So You Want to Run a Marathon
Running 26.2 miles might seem impossibly far right now. That's completely normal. Almost every marathon finisher felt the same way before they started. The truth is: finishing a marathon is more about consistency and patience than raw athletic talent. If you can commit to a training plan and give yourself enough time, you can do this.
Step 1: Build Your Base Before You Begin
Before starting a formal marathon training plan, you should be able to run 3–4 times per week and cover at least 15–20 miles per week comfortably. If you're starting from zero, spend 2–3 months building this base first — a Couch-to-5K program followed by a 10K program is an excellent on-ramp.
Step 2: Pick the Right Race
Not all marathons are beginner-friendly. When choosing your first race, consider:
- Flat course: Avoid hilly marathons for your debut. Save Boston for later.
- Generous time limits: Look for races with 6+ hour cutoffs so you aren't rushed.
- Large field size: Bigger races tend to have more crowd support, aid stations, and pacing groups.
- Location: A race close to home reduces travel stress and costs.
- Season: Spring and fall marathons typically offer cooler temperatures — better for first-timers than summer heat.
Step 3: Give Yourself Enough Time
Most beginner marathon plans span 18–20 weeks. Factor in your base-building period, and you're looking at 6 months of preparation from a beginner starting point. This isn't a sprint. Rushing the process is the number one reason new runners get injured before the start line.

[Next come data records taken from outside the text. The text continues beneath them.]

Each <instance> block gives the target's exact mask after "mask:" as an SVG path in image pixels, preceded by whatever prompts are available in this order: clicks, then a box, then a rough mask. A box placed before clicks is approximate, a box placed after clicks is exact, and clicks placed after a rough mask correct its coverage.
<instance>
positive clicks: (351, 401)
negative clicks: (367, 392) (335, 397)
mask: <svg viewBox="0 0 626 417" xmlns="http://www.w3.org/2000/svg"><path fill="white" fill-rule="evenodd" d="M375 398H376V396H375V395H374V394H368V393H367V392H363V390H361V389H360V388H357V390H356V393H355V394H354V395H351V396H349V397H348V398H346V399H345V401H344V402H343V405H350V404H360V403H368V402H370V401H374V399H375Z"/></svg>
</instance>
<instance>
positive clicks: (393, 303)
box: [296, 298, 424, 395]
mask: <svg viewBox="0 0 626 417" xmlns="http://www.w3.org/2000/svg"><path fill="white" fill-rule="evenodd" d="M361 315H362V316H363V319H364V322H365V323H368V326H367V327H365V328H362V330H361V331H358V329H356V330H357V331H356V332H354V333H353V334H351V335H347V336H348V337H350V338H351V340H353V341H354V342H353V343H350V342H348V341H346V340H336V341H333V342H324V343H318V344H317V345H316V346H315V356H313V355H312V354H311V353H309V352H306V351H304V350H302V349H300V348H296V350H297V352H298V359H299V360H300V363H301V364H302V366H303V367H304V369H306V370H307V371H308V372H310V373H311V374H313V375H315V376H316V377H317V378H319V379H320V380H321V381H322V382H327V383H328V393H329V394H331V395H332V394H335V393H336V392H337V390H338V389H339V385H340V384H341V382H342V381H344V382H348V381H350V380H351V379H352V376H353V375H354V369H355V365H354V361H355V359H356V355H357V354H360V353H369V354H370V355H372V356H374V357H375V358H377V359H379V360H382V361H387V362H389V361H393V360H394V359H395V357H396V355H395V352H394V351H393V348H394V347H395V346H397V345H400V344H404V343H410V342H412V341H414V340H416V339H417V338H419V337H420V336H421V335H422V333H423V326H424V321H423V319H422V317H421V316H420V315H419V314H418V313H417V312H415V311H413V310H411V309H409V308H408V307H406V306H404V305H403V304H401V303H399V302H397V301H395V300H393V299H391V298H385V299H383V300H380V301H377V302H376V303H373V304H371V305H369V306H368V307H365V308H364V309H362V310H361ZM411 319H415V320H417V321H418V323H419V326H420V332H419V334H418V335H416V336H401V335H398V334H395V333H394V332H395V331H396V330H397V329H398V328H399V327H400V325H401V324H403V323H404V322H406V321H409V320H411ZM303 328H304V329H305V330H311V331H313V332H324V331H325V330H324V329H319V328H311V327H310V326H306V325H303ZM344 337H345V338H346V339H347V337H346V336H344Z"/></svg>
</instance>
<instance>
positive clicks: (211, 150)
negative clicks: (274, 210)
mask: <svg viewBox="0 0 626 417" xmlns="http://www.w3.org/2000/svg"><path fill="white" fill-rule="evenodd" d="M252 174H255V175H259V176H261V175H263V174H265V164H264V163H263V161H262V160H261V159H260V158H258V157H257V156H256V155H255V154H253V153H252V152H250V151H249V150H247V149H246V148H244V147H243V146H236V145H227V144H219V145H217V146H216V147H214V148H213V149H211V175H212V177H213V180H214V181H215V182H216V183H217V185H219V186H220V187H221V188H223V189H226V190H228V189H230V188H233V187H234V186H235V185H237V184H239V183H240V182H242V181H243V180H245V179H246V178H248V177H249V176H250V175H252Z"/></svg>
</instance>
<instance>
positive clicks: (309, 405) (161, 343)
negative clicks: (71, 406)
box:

Step 4: Follow the Run/Walk Method
There is absolutely no shame in using a run/walk strategy — for training or the race itself. Many experienced coaches advocate for planned walking intervals from the start, which can significantly reduce fatigue and injury risk. A common beginner approach: run 4–5 minutes, walk 1 minute, repeat. You may be surprised how effective this is.
Step 5: Understand What Training Actually Looks Like
A typical beginner training week looks like this:
- Two or three short easy runs (3–6 miles each)
- One medium run (6–10 miles)
- One long run (building gradually to 20 miles)
- Two rest days minimum
The long run is the most important workout in your week. Everything else supports it. Protect your long run day and don't skip it.
Common Beginner Mistakes to Avoid
- Going out too fast on race day. The excitement and crowd energy will tempt you to run faster than planned. Don't. Start slower than you think you need to.
- Skipping rest days. Recovery is training. Your body gets stronger during rest, not during runs.
- Neglecting strength training. Two short strength sessions per week — focusing on glutes, hips, and core — dramatically reduce injury risk.
- Trying new gear on race day. Wear shoes and clothes you've trained in. New things cause blisters and chafing.
- Not practicing your nutrition. Test your gels, chews, or race-day breakfast during long training runs.
Race Day: The Simple Plan
On the big day, keep it simple. Eat your normal pre-run breakfast. Arrive early. Line up in the correct corral (if in doubt, start at the back). Run your own race — don't let faster runners pull you into a pace you can't sustain. Fuel and drink at every aid station. Smile at mile 20 when it gets hard. And when you turn onto the final stretch and see the finish line, let yourself enjoy every single step of it.
You have trained for this moment. Trust the process and trust yourself.